Kataifi-wrapped goats’ cheese with baby beets & honey vinaigrette
This head-turning goats’ cheese and honey vinaigrette recipe will have your family asking for more. It pairs beautifully with Haute Cabrière Chardonnay Pinot Noir.
- 2x 100 g plain goats’ cheese logs
- 250 g kataifi pastry
- 50 ml honey (and a little extra)
- 50 ml white balsamic vinegar
- 100 ml good olive oil
- 12 baby red beetroot
- 2 baby candied beetroot
- 100 g baby salad leaves
- Salt and pepper
- Oil for frying
For the goat’s cheese: cut the logs each into quarters. Wrap each quarter in kataifi pastry by winding a 1cm diameter bunch around the cheese, ensuring all the cheese is covered. Refrigerate for 30 minutes.

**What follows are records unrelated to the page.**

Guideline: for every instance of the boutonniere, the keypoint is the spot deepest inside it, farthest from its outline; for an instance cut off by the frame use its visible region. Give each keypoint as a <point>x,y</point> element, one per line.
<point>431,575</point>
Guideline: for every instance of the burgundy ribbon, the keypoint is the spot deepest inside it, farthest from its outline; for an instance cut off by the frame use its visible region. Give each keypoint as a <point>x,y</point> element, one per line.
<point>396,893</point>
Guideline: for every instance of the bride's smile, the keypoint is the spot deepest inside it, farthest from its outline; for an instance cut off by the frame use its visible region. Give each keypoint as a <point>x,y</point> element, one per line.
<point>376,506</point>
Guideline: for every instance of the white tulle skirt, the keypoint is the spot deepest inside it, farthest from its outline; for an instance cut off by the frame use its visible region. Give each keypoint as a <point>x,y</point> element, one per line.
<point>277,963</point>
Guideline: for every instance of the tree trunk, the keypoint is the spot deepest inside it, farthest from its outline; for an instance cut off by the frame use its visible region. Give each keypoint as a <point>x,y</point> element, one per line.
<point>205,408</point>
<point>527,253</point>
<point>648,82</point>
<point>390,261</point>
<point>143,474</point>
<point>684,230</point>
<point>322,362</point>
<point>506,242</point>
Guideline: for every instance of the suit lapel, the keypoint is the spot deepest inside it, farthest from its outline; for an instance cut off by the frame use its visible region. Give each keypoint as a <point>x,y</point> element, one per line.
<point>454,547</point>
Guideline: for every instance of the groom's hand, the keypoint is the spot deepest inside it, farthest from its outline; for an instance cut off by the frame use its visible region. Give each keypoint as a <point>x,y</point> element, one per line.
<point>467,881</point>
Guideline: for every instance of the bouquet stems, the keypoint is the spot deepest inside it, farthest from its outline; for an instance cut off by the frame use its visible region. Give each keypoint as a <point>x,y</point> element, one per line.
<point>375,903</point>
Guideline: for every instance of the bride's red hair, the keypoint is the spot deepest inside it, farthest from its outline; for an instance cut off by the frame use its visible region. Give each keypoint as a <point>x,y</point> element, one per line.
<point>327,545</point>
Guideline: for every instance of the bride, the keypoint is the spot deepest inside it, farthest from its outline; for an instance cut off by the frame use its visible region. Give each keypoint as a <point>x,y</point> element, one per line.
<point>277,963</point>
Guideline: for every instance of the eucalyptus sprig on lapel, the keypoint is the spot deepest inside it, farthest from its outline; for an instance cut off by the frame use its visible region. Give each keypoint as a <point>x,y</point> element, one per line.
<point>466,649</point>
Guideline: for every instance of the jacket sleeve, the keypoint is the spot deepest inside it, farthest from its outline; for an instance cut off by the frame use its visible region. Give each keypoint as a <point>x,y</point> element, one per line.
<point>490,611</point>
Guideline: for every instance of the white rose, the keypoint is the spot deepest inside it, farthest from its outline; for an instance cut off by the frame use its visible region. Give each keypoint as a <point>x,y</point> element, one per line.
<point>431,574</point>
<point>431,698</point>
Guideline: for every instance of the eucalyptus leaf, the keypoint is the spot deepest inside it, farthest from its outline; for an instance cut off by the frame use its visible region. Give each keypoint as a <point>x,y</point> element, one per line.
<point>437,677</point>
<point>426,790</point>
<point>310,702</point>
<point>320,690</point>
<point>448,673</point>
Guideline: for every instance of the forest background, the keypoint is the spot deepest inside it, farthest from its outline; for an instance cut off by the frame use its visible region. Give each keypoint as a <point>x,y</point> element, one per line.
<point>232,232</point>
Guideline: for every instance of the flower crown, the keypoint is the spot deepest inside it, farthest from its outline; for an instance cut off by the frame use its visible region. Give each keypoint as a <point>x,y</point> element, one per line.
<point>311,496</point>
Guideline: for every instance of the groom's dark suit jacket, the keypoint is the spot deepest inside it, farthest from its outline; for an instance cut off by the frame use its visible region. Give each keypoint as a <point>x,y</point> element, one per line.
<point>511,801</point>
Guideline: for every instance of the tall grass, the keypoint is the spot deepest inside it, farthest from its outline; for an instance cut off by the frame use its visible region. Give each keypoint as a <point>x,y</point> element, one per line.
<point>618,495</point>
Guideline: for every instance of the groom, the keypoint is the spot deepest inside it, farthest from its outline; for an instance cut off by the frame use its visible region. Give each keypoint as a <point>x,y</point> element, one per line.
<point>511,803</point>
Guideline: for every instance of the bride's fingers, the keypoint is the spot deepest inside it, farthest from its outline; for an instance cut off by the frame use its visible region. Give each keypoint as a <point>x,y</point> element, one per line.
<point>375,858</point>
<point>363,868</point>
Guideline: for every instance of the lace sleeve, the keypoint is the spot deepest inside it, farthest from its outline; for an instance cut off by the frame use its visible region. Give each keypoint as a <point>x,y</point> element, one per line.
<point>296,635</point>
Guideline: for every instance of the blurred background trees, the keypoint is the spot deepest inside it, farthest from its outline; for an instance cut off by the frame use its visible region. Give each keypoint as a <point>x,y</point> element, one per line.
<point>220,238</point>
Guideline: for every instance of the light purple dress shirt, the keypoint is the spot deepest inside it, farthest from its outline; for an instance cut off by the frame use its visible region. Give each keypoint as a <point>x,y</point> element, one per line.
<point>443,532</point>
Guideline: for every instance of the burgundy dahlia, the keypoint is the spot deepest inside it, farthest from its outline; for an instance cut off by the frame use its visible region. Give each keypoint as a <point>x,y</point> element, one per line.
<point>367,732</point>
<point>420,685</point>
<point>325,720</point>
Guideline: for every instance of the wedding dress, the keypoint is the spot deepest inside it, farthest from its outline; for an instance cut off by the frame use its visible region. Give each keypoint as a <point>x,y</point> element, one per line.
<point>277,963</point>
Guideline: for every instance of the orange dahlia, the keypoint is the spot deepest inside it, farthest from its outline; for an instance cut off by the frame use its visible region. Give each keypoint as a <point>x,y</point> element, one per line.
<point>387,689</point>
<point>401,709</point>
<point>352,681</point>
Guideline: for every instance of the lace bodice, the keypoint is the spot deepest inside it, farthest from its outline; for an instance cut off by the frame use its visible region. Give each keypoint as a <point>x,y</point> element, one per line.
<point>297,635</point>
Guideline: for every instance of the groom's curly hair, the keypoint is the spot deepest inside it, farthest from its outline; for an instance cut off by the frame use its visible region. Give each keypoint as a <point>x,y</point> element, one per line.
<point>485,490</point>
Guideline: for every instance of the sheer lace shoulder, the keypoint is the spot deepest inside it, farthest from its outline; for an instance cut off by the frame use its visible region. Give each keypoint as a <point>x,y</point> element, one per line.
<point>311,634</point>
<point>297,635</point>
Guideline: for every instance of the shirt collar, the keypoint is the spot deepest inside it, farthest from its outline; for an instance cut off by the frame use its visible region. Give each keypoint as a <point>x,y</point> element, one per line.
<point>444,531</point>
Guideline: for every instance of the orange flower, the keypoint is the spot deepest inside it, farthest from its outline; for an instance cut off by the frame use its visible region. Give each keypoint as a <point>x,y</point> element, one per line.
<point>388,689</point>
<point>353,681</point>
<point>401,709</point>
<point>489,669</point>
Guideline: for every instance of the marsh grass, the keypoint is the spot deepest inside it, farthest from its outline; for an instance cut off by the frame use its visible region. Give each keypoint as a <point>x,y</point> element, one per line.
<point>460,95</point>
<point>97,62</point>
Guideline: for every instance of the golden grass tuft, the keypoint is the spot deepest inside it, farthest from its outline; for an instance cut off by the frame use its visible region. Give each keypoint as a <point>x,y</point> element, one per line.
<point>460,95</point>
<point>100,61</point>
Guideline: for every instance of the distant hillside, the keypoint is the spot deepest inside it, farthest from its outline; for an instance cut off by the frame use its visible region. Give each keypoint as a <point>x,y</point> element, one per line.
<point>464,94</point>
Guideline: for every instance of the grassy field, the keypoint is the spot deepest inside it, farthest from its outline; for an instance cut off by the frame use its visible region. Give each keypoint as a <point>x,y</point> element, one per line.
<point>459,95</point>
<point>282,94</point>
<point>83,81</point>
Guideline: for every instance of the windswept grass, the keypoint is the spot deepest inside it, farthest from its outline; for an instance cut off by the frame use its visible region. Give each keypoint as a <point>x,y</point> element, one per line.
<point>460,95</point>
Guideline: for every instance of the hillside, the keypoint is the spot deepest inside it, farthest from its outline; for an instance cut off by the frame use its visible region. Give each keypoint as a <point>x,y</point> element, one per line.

For the vinaigrette: warm the honey in the microwave, then add the balsamic vinegar and olive oil a little at a time while whisking, once emulsified, season with salt and pepper.
For the beetroot: boil the baby beetroot in salted water until soft. While warm remove the skin and cut in quarters, work fast so the beetroot stays warm. Dress with some of the vinaigrette and leave to stand for at least 30 minutes.
Slice the candied beetroot as thin as possible on a mandolin or slicer. After 30 min, combine the candied and baby beetroot, as well as the baby leaves, adding some more vinaigrette, and toss.
For the frying of the goat’s cheese: in shallow pan with oil, fry the wrapped goats’ cheese balls until golden brown, add a small squeeze of honey on each one and leave on kitchen paper to drain any excess oil.
To plate: remove the baby leaves from the ‘salad’ mixture and plate them, put the goats’ cheese balls on top, and then place the red and candied beetroot around.